What we did in the 1970’s (cont.) by Deborah Bromley

I used to work with Graham and Laura, his wife, is a nice girl and we all got on like a house on fire. Other couples were joining us. I think Graham said there would be ten of us altogether. We were going to drive down to their huge new house next to a golf course near Reading. Very salubrious and plenty of open views. Not overlooked, either. All we had to do was get dressed up and take our contribution which was to be a party game. An adult party game to get things started, if you know what I mean.

Now I was all for the balloon game. The one where everyone lines up and you pass a balloon down the line without using your hands.

‘Too tame,’ Ellen said. ‘We always do that one at the office Christmas party. No … think of something more risqué.’

‘But I’ve never been to this kind of party before. I don’t know any games.’

‘So Kevin, are you saying you’re an adult party virgin?’

‘Don’t say that. You’re one as well.’

‘That’s what you think,’ Ellen said.

I was shocked. My prim little wifey had been to a few adult parties. And she never told me a thing about it!

‘It’s not etiquette to talk to your husband about two things: your ex boyfriends’ performances in bed and all the orgies you’ve been to.’


After a couple of hours of sulking I decided to make up my own game based on that childhood classic – “Pass the Parcel”. I thought this was genius. I could write a filthy forfeit for each layer and get something seriously naughty for the middle, the prize. For that I had to endure the embarrassment of visiting the sex shop in Middleton Road. It was not a happy experience. Enough to put you off adult parties for life, but I got what I wanted — some very racy S & M stuff. I then sneaked out of the shop as quickly as I could, in case someone saw me.

I didn’t tell Ellen what I was up to. She could jolly well wait until party night to find out which game I’d chosen. I made up lots of naughty forfeits to go in the layers. I was thinking of Ellen when I wrote a few of them; I wanted a bit of mild revenge. I’d teach her to go to orgies without me. I know that sounds pathetic, but I didn’t care.


On the afternoon of the party it was mad at our house. I don’t know where eight-year-olds get their energy. They seemed to want to race from one end of our lounge-diner to another, screaming their heads off. Ellen and my mum were doing damage limitation. Tea wasn’t scheduled for over an hour. My daughter looked like she was going to cry and I had no idea why. I thought kid’s parties were supposed to be fun. It was a mystery.

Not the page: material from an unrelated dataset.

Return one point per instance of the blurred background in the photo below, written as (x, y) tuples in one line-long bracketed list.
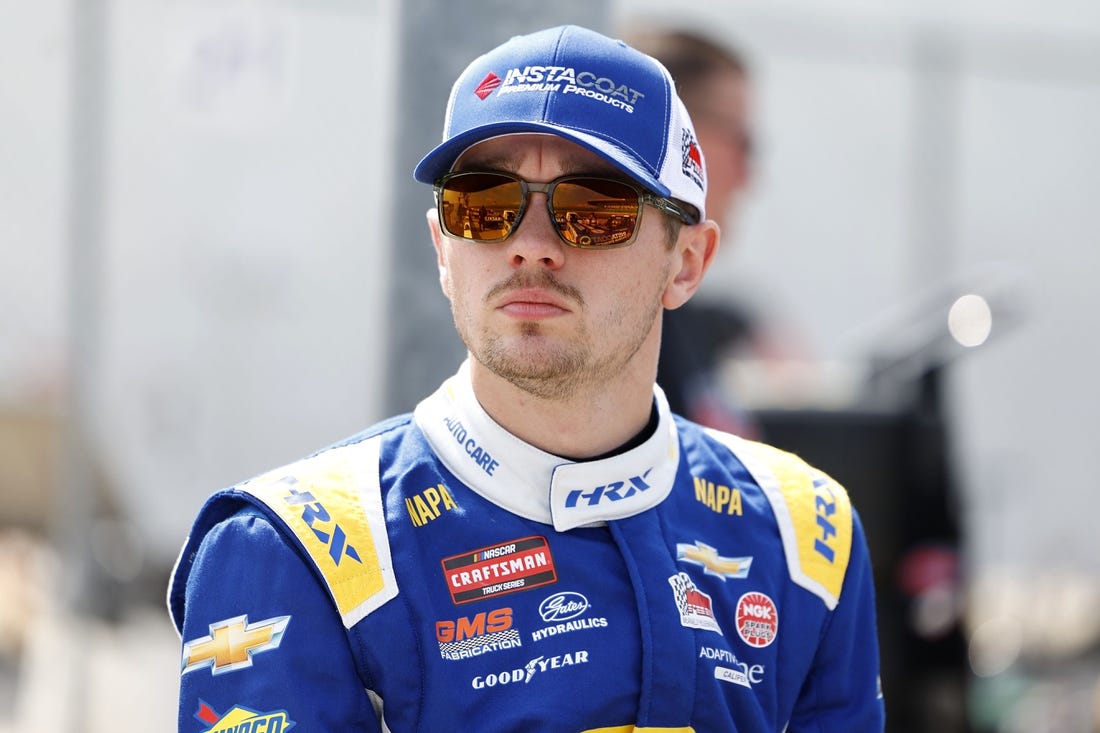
[(215, 260)]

Ellen rushed back into the kitchen where I had retreated to keep out of the way.

‘God, remind me never to host a kid’s party again. Can you put the kettle on? I think your mum could do with some tea. She’s doing a great job settling the little buggers down. Hopefully, once we get the music going and some games on the go, the screaming will subside.’

‘Okay. I’ll make a pot.’

‘Just bring it in when it’s ready. I’m heading back into the fray.’

‘Good luck.’

Ellen smiled at me, that special kind of smile that she has. And in that moment I forgave her for teasing me about the orgies. And reminding me about her ex-boyfriends.

I boiled the kettle. It was quite peaceful in the kitchen. Tea things were laid out on our large kitchen table. The sandwiches were already done and in the fridge. I knew because I’d sneaked a couple earlier. Egg and salad cream. My favourite. I filled the tea pot and got out our best Denby mugs. I was feeling happy. Everything was right with the world. Two sugars for me, none for mum and a sweetener for Ellen. I turned around to get the tray. That’s when I heard the shouting.

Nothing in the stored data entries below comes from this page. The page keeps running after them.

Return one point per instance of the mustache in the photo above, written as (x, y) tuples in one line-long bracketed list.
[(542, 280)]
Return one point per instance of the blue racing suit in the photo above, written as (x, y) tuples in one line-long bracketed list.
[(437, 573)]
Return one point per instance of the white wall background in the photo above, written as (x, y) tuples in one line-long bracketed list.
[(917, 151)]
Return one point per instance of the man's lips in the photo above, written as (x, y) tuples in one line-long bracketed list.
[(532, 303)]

I couldn’t make out what was going on at first but it sounded like a problem that needed a man to sort it out. Until I heard the words that strike dread into the heart of any husband. Especially one called Kevin.

Ellen was yelling at the top of her voice. ‘Kevin! Kevin! You just wait, Kevin. You’ve done it this time. You’re  a bloody disgrace.’ This short speech was accompanied by a female child crying and my mum saying, ‘There, there, dear.’

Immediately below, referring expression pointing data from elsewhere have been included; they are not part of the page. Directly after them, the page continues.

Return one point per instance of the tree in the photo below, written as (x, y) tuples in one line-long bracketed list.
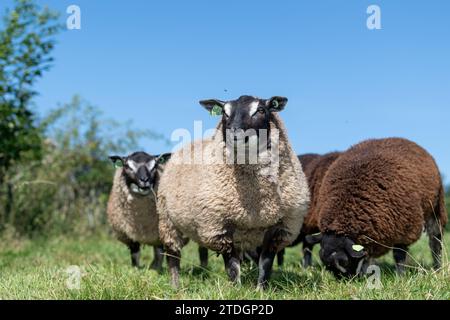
[(26, 42)]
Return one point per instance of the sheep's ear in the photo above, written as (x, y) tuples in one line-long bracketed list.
[(163, 158), (313, 238), (214, 106), (276, 104), (118, 161)]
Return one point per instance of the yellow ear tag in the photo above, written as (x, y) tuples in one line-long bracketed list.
[(216, 111)]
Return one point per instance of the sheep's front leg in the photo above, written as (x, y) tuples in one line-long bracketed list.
[(274, 241), (265, 267), (203, 254), (135, 252), (173, 261), (233, 265), (307, 254), (400, 254)]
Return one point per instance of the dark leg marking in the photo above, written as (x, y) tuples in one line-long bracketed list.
[(307, 255), (135, 251), (173, 261), (233, 265), (158, 258), (400, 253)]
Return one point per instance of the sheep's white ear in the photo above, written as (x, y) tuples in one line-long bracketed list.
[(214, 106), (313, 238), (118, 161), (276, 103)]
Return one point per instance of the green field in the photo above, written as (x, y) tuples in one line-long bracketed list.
[(37, 270)]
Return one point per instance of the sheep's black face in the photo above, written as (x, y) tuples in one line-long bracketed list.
[(339, 254), (244, 120), (140, 170)]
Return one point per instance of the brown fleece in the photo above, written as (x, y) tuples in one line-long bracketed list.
[(381, 193), (307, 158)]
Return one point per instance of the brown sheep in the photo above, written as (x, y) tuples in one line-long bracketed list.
[(379, 195), (315, 167)]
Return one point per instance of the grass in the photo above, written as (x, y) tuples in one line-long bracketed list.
[(37, 270)]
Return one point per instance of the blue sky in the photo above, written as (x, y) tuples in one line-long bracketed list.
[(152, 61)]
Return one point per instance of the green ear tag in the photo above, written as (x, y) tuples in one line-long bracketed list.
[(216, 111), (357, 247), (275, 104)]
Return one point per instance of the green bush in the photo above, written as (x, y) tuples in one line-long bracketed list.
[(67, 190)]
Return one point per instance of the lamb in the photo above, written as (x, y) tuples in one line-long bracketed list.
[(132, 206), (315, 167), (232, 206), (380, 194)]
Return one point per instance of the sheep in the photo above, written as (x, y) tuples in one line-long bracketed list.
[(231, 207), (380, 194), (132, 207), (315, 167)]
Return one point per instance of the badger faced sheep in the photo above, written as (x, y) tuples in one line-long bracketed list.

Thoughts about past transgressions whizzed through my mind. Had I forgotten to change the fuse on the record player? Had I left my football socks under sofa? Worse, had I left my jockstrap under the sofa?

And then it dawned on me. Slowly but surely. Just at the exact moment that my wife walked into the kitchen with my parcel and a handful of the forfeits that I’d written out for our adult party.